We cannot rule out a recession entirely at any point in time. But for the moment the chances look slim for the next 2-3 years. On that basis, the thing most likely to happen with average house prices is a flattening of growth in most locations.
The case for new builds
Perhaps a key thing to note when it comes to the new build sector is the following:
The government continues to favour construction over price adjustment. For instance, rule changes are to be forced on councils in the four biggest NZ cities, removing the need for resource consents for developments of up to three stories with three dwellings. This change comes in from August next year.
In addition, councils of five cities will no longer be able to prevent construction of buildings up to six stories within walking distance of mass transit stations and commercial centres. This change will commence from October 2023 rather than 2024.

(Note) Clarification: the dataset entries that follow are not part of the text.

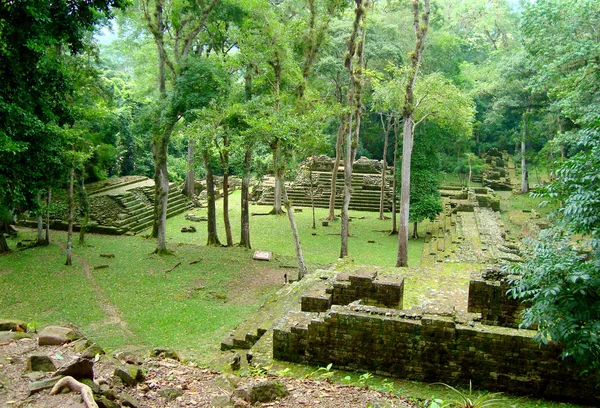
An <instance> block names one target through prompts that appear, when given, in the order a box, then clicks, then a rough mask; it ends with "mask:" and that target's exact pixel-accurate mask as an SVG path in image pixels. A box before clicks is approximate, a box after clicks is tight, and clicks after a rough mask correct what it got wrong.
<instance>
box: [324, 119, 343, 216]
mask: <svg viewBox="0 0 600 408" xmlns="http://www.w3.org/2000/svg"><path fill="white" fill-rule="evenodd" d="M347 121H348V115H346V114H344V115H342V116H341V123H340V126H339V127H338V135H337V139H336V141H335V161H334V163H333V169H332V172H331V191H330V193H329V215H328V216H327V220H328V221H333V220H335V196H336V189H337V186H336V184H337V174H338V170H339V167H340V156H341V153H342V147H343V144H344V135H345V134H346V124H347V123H348V122H347Z"/></svg>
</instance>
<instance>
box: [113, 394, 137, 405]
mask: <svg viewBox="0 0 600 408" xmlns="http://www.w3.org/2000/svg"><path fill="white" fill-rule="evenodd" d="M118 398H119V401H121V405H123V406H124V407H131V408H137V407H139V406H140V403H139V401H138V400H137V399H135V398H134V397H133V396H131V395H129V394H127V393H126V392H122V393H120V394H119V395H118Z"/></svg>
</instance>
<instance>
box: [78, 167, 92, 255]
mask: <svg viewBox="0 0 600 408" xmlns="http://www.w3.org/2000/svg"><path fill="white" fill-rule="evenodd" d="M79 196H80V198H81V207H82V208H83V220H82V221H81V228H80V229H79V245H84V244H85V229H86V227H87V223H88V221H89V220H90V202H89V200H88V195H87V191H85V170H82V171H81V184H80V191H79Z"/></svg>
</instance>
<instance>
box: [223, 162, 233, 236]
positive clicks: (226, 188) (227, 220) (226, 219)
mask: <svg viewBox="0 0 600 408" xmlns="http://www.w3.org/2000/svg"><path fill="white" fill-rule="evenodd" d="M223 223H224V225H225V236H226V237H227V246H233V236H232V235H231V222H230V221H229V171H227V170H225V172H224V173H223Z"/></svg>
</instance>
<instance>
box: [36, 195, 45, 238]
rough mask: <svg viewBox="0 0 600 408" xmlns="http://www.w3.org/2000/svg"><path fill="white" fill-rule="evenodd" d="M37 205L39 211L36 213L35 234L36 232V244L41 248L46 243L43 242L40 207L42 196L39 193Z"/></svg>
mask: <svg viewBox="0 0 600 408" xmlns="http://www.w3.org/2000/svg"><path fill="white" fill-rule="evenodd" d="M38 203H39V206H40V209H39V211H38V216H37V223H38V225H37V230H38V231H37V232H38V237H37V240H38V242H37V244H38V245H39V246H43V245H46V241H44V215H43V207H42V205H41V204H42V194H41V193H39V194H38Z"/></svg>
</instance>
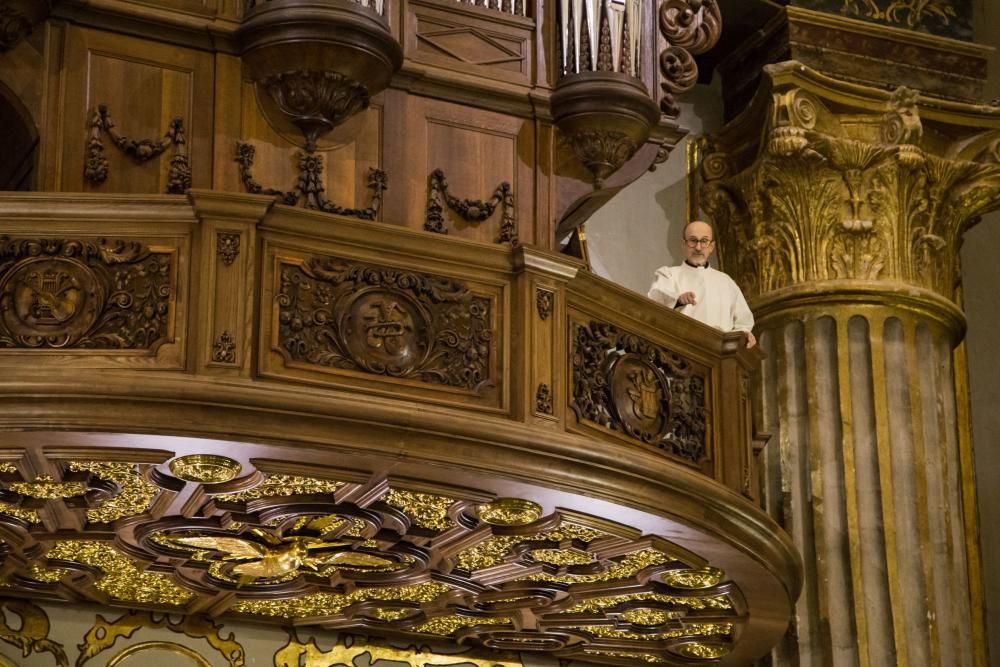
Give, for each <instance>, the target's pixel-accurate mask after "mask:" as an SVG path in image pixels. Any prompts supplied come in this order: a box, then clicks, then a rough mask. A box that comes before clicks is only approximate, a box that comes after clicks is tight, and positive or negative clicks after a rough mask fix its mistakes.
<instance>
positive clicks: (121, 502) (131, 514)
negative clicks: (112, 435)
mask: <svg viewBox="0 0 1000 667" xmlns="http://www.w3.org/2000/svg"><path fill="white" fill-rule="evenodd" d="M69 469H70V470H71V471H73V472H89V473H92V474H93V475H94V476H96V477H98V478H99V479H104V480H108V481H111V482H114V483H115V484H117V485H118V487H119V489H120V491H119V492H118V493H117V494H116V495H114V496H113V497H112V498H111V499H109V500H106V501H104V502H103V503H101V504H100V506H99V507H97V508H95V509H89V510H87V521H89V522H90V523H113V522H115V521H117V520H118V519H120V518H122V517H125V516H135V515H137V514H142V513H143V512H145V511H146V510H147V509H149V506H150V503H152V501H153V498H154V497H155V496H156V494H157V493H158V492H159V489H158V488H157V487H156V486H155V485H154V484H152V483H150V482H149V481H147V480H146V478H145V477H143V475H142V473H141V472H139V470H138V468H136V466H135V465H134V464H131V463H103V462H99V461H70V463H69Z"/></svg>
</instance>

For the next 5-10 years the level of dwelling construction in New Zealand is likely to sit well above the average for the past two decades of 26,000 consents issued per annum. Expecting the current number of 47,300 in the past year to be sustained beyond the next couple of years though is perhaps optimistic, considering the restraining factors coming into play.
But as the world increasingly looks towards housing intensification as one means of reducing carbon emissions, and Kiwis accept that the main city prices for standalone houses will remain out of reach for many, demand for multi-unit complexes is expected to remain strong.